Typically, you need not do anything about these redundant copies:

  • In a view that is frequently used for builds, old (and potentially redundant) DO data containers are replaced by newer ones by the execution of build scripts.

  • There can be at most one redundant copy of each DO in a view. (Contrast this with the situation for VOBs: if the scrubber utility is never invoked, the VOB will accumulate an ever-growing number of DOs that are no longer used.)

Unless disk storage is extremely scarce, these factors may make it not worth the effort to clean up redundant data containers in view-private storage. Accordingly, ClearCase does not include any automated procedures for removing them.
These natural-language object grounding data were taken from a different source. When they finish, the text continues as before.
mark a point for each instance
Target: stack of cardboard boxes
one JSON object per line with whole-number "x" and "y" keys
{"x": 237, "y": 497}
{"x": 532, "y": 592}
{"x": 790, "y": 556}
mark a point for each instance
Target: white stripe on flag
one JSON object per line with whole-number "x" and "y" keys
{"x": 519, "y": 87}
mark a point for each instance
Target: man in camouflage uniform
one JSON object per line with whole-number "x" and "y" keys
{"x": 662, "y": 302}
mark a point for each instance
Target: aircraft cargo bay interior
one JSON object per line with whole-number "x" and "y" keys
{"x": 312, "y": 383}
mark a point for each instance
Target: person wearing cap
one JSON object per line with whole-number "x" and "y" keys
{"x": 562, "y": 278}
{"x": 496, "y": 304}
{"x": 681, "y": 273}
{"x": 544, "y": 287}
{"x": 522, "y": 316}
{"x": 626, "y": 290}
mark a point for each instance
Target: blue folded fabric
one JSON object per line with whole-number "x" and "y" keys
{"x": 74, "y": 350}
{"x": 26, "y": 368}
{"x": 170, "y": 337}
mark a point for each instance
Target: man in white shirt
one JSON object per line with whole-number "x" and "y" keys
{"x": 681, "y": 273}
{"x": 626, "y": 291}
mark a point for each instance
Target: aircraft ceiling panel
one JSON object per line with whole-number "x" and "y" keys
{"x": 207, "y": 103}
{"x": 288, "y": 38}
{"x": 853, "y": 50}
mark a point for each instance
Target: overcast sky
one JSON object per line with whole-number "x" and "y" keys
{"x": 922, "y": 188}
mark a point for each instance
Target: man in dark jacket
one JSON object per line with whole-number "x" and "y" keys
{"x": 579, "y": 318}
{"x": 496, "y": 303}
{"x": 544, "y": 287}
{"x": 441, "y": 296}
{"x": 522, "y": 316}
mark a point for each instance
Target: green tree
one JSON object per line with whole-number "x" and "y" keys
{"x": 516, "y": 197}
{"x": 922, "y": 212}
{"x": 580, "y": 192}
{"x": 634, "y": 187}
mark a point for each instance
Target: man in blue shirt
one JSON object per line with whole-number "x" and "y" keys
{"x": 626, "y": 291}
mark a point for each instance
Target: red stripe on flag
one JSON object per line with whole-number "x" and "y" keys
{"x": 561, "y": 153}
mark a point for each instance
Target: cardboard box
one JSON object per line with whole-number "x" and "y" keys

Scrubbing View-Private Storage

If you decide that redundant DO data containers must be removed from some view's private storage area, use the view_scrubber utility. You can also use this utility to migrate the data containers of unshared (not yet winked-in) DOs to VOB storage—that is, to make the VOB(s) “pay the storage cost” instead of the view.

The following example shows how some DOs can be built, and then immediately transferred to VOB storage:

% clearmake hello
  <build messages>
% /usr/atria/etc/view_scrubber -p hello *.o
Promoted derived object "hello"
Scrubbed view-resident data container for "hello"
Promoted derived object "hello.o"
Scrubbed view-resident data container for "hello.o"
Promoted derived object "util.o"
Scrubbed view-resident data container for "util.o"

See the view_scrubber manual page for more information.

User-Supplied Maintenance Procedures

The daily and weekly ClearCase VOB-maintenance scripts automatically execute “local” supplementary scripts:

  • /usr/atria/config/cron/ccase_local.day is executed each day, after all standard maintenance procedures.

  • /usr/atria/config/cron/ccase_local.wk is executed once each week, after all standard maintenance procedures.

No error occurs if either of these user-supplied files does not exist. “Adjusting Storage Pool Scrubbing” includes examples of supplementary maintenance scripts.

Caution: `Local' Scripts May Not Really be Local

Depending on how ClearCase is installed, the directory /usr/atria/config/cron may or may not actually be local to a particular host. If two or more hosts share the same /usr/atria/config/cron directory, you may need to have the “local” script perform conditional processing, based on the hostname. Alternatively, you can use a completely separate mechanism to invoke supplementary maintenance procedures.